C'est là une thèse importante pour l'objectivité de la perception sensible, que M. Bergson a fort bien comprise et qu'il résume ainsi: «Il y a dans la matière quelque chose en plus, mais non pas quelque chose de différent de ce qui est actuellement donné.»—«Un fonds impersonnel demeure où la perception coïncide avec l'objet perçu, et ce fonds est l'extériorité même.»—«La perception pure nous donne le tout ou au moins l'essentiel de la matière.»[371]

Au surplus, la totalité de ce donné réel, qui fait le fond de chaque perception des sens, n'est pas nécessairement soumise intégralement à notre attention ni toujours perçue sous tous ses aspects. Et c'est là encore une atténuation à l'objectivité parfaite et intégrale de nos sensations, que nous accordons volontiers à M. Bergson.

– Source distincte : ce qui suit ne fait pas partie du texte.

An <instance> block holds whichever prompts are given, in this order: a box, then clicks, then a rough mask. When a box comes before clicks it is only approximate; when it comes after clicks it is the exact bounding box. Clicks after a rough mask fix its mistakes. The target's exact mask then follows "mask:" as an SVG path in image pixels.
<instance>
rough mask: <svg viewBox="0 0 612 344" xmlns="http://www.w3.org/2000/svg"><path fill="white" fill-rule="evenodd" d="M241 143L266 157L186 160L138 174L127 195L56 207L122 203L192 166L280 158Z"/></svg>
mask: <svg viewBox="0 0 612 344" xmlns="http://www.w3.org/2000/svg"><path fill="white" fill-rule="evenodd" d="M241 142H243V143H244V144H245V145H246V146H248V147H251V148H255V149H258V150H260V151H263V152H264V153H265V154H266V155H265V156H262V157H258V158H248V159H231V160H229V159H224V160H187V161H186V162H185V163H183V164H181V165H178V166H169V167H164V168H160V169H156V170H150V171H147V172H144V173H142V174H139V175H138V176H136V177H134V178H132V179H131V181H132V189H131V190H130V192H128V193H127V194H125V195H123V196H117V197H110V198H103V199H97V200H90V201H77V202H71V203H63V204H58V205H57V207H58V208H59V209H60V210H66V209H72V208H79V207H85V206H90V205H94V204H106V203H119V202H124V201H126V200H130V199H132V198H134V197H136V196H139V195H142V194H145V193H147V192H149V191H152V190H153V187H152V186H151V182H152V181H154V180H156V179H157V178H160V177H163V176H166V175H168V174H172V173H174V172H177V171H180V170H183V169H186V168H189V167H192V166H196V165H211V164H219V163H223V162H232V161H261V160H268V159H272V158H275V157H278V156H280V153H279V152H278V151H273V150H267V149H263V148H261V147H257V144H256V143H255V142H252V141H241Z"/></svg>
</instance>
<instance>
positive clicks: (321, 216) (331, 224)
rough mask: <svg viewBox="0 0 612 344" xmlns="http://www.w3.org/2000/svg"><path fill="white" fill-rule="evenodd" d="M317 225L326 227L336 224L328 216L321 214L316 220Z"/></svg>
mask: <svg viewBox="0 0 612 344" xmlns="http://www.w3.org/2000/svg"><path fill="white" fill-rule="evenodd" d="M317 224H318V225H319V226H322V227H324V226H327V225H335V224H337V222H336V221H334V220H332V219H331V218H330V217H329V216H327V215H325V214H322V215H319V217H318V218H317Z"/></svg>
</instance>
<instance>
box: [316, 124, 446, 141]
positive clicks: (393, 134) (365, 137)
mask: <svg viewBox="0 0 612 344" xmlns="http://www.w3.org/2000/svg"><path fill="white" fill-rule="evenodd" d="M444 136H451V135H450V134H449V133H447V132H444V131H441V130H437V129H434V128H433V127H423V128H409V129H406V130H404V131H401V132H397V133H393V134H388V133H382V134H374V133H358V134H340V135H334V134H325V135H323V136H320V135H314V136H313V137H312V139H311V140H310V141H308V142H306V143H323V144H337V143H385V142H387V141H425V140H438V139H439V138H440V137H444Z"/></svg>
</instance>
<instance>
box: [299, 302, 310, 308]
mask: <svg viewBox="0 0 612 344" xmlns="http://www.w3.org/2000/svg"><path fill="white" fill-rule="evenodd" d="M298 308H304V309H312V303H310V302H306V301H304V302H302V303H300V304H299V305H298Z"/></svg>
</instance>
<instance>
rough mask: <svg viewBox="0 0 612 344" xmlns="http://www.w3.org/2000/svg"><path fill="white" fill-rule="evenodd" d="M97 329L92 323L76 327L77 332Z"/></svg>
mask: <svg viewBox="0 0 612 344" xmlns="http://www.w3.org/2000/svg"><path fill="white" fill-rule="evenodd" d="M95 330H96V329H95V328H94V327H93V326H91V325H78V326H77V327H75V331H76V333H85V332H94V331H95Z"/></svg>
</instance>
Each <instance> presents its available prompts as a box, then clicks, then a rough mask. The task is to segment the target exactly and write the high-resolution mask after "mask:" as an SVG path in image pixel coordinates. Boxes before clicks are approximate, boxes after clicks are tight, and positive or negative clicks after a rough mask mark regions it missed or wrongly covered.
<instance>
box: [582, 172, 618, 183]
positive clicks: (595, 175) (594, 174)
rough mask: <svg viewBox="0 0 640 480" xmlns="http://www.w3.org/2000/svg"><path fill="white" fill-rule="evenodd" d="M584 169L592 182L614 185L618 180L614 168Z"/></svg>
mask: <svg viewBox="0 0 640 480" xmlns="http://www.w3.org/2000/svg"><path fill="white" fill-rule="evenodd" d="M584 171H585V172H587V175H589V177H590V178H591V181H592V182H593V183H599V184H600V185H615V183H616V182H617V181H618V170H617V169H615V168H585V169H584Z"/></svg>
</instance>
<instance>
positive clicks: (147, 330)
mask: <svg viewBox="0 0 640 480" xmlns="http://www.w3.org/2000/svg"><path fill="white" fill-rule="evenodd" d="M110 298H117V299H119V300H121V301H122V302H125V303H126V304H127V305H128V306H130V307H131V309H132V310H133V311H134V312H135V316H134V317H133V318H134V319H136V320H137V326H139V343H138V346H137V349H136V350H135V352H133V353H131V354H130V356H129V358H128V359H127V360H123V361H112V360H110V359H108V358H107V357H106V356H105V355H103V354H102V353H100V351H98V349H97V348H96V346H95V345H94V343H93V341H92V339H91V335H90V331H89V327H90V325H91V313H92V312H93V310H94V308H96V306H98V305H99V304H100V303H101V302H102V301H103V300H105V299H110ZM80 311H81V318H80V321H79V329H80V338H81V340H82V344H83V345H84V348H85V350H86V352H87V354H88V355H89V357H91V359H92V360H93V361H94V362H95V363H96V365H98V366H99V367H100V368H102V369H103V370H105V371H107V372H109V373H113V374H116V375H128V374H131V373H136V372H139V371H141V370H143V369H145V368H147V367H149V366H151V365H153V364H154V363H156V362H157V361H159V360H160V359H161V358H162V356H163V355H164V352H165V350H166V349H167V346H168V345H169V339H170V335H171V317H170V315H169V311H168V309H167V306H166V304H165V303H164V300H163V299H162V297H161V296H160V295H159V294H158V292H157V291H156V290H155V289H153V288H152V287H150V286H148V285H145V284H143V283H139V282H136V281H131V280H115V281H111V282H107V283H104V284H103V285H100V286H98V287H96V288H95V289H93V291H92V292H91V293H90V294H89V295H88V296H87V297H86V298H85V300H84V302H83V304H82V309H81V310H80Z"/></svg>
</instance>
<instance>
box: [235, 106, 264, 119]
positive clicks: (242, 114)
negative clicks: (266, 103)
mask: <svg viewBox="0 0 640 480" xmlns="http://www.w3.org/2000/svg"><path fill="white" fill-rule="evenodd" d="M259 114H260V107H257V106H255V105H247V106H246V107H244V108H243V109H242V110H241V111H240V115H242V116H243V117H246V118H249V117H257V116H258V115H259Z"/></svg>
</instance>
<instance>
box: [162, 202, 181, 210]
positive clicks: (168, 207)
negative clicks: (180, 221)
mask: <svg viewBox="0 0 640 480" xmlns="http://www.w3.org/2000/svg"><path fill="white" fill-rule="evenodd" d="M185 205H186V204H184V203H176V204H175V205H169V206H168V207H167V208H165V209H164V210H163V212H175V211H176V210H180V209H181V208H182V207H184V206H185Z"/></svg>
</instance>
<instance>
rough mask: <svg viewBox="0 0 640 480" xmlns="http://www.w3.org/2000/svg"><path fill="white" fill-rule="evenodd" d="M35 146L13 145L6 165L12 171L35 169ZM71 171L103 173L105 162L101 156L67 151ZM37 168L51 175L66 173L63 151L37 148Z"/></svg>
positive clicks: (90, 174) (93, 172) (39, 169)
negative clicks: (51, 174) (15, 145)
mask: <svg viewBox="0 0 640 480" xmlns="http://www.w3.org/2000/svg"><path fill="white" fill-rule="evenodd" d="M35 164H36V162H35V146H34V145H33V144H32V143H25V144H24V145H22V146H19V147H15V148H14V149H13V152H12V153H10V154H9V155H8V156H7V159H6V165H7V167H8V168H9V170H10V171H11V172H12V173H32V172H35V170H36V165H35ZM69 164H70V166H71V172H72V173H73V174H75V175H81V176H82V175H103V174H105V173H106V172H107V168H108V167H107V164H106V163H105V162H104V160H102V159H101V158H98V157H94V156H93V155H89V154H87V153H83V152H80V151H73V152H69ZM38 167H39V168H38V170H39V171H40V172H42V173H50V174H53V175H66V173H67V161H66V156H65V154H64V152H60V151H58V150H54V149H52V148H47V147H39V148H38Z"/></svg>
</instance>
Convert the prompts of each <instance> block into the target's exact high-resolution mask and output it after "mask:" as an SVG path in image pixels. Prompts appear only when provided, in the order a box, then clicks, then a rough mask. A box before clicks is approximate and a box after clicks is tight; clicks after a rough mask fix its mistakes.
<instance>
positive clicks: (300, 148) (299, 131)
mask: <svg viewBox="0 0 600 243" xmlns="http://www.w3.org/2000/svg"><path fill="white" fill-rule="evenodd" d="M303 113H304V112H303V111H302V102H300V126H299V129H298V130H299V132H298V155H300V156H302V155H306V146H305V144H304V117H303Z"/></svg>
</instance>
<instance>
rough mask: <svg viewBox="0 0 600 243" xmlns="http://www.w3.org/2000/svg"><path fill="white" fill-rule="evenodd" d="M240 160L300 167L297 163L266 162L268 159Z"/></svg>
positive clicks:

Dans toute perception, notre attention à une orientation particulière, correspondant à nos préoccupations actuelles. Nous ne sommes guère attentifs qu'à ce qui nous intéresse présentement. En ce sens, pouvons-nous accorder que notre perception est une sélection[372]. Elle ne crée rien, son rôle est, au contraire, d'éliminer de l'ensemble des images les parties qui n'ont pour nous aucun intérêt actuel. Mais ce qui reste, après cette élimination, n'en est pas moins du donné et du réel: cela suffit à l'objectivité fondamentale.

Toutefois, nous ne pouvons accorder que l'intérêt dont il s'agit ici, comme instrument de sélection, est toujours un intérêt pratique, utilitaire, et jamais un intérêt spéculatif. C'est là une exagération regrettable. La spéculation pure, qu'on appelle aussi «désintéressée», parce qu'elle est étrangère à notre intérêt privé, est étroitement liée à l'intérêt public, au progrès des sciences et des arts, qui peuvent nous toucher encore plus fortement que nos intérêts privés, et orienter notre attention.

Lorsque Newton vit tomber la fumeuse pomme dont la chute lui révéla la grande loi de l'attraction universelle, le détail qui attira son attention l'intéressait bien plus que tous les autres détails dont le vulgaire eût été frappé.

Il est donc exagéré de dire que notre perception «est toujours orientée vers l'action»;—qu'elle «mesure justement notre action virtuelle sur les choses»;—qu'elle n'est que «le miroir d'une action possible», —«une action naissante qui se dessine»[373].

Mais ces exagérations issues d'un certain utilitarisme pratique, dont nous aurons à nous occuper plus tard, ne nuisent en rien à la thèse de l'objectivité fondamentale qui seule nous occupe ici.

Il est clair que, par la perception immédiate ou l'intuition, nous avons atteint quelque chose de réel et d'absolu, et l'idéalisme, le subjectivisme, le relativisme sont ainsi confondus. «Ma connaissance de la matière n'est plus alors ni subjective, comme elle l'est pour l'idéalisme anglais, ni relative comme le veut l'idéalisme kantien. Elle n'est pas subjective, parce qu'elle est dans les choses plutôt qu'en moi. Elle n'est pas relative, parce qu'il n'y a pas entre le «phénomène» et la «chose» le rapport de l'apparence à la réalité, mais simplement celui de la partie au tout»[374], l'action qui me frappe étant une partie du réel, une manifestation de l'agent.

Après avoir ainsi touché par l'intuition au roc du réel ou de l'absolu, M. Bergson pourra conclure triomphalement: «Dans l'absolu nous sommes, nous circulons et nous vivons. La connaissance que nous en avons est incomplète, sans doute, mais non pas extérieure ou relative. C'est l'être même, dans ses profondeurs, que nous atteignons par le développement combiné et progressif de la science et de la philosophie.... La physique ... touche à l'absolu.»[375]

Paroles audacieuses, qu'il a répétées à satiété, comme un défi à tous nos contemporains, plus ou moins imbus de kantisme et de subjectivisme;—paroles pourtant fort justes, si on les prend à la lettre et sans aucun sous-entendu monistique, car l'union du sujet et de l'objet, sans leur identité, suffit à les justifier.